Multihoming, the connection of a stub network through multiple Internet Service Providers (ISPs) to the Internet, has broadly been employed by enterprise networks as a sort of redundancy technique to augment the availability and reliability of their Internet access. Recently, with the emergence of Intelligent Route Control (IRC) products, IRC-capable multihomed networks dynamically select which ISPs' link to use for different destinations in their traffic in a smart way to bypass congested or long paths as well as Internet outages.
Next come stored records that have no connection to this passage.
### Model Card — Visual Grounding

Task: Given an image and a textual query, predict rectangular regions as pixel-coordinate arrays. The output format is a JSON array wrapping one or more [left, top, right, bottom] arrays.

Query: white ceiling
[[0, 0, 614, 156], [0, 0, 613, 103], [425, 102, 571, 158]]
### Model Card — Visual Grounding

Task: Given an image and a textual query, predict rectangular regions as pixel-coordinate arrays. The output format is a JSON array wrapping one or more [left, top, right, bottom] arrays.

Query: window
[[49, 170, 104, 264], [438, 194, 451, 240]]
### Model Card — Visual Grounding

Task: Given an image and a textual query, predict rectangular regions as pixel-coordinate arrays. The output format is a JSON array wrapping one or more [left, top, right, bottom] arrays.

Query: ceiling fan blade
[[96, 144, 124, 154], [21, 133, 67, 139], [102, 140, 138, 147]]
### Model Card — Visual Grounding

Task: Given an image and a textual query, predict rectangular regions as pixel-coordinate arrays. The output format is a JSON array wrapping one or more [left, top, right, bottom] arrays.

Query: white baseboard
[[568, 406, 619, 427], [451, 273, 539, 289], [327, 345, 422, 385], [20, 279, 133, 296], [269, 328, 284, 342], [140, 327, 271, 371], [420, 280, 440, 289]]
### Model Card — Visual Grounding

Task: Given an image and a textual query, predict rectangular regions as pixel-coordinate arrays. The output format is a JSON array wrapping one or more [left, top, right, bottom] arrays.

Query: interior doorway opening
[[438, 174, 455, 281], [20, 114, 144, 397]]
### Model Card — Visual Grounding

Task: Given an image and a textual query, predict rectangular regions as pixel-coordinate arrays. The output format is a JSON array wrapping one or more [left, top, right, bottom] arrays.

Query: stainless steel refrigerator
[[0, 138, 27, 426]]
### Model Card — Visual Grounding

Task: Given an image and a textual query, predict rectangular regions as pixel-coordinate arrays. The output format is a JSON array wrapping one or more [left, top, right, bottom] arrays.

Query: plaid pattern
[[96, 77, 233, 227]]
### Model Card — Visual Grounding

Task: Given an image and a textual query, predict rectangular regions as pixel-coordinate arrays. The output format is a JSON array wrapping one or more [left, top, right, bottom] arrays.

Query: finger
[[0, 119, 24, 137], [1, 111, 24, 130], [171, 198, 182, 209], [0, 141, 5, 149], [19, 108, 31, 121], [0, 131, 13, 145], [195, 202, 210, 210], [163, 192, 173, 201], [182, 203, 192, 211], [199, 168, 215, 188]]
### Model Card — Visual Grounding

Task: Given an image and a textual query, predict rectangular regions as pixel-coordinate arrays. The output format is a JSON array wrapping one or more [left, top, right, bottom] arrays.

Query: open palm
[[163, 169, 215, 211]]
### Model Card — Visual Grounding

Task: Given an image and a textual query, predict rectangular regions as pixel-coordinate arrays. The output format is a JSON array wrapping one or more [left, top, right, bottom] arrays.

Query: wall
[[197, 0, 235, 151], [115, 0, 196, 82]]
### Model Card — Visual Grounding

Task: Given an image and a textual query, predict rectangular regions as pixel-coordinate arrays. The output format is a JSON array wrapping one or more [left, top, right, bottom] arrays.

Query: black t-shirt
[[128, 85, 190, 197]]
This dynamic traffic switch between upstream ISPs is mostly driven by regular measurement of performance metrics such as delay, loss ratio, and available bandwidth of existing upstream paths. However, since IRC systems are commercial products, details of their technical implementation are not available yet. Having the incentive to delve into these systems deeply, in this paper, we employ traditional ant colony optimization (ACO) paradigm to study IRC systems in that domain. Specifically, we are interested in two major questions. Firstly, how much effectively does an ant based IRC system switch between upstream links in comparison to a commercial IRC system? Secondly, what are the realistic underlying performance metrics by which ants pick the path to a food source (destination network) in a multihomed colony? Through extensive simulations under different traffic load and link reliability scenarios, we observe that ants perform well in switching between available egress links. Moreover, delay of paths is not the only criterion by which ants select the path; instead, through their intuitive ACO paradigm, they tend to choose the path with a better performance in terms of both delay and loss ratio.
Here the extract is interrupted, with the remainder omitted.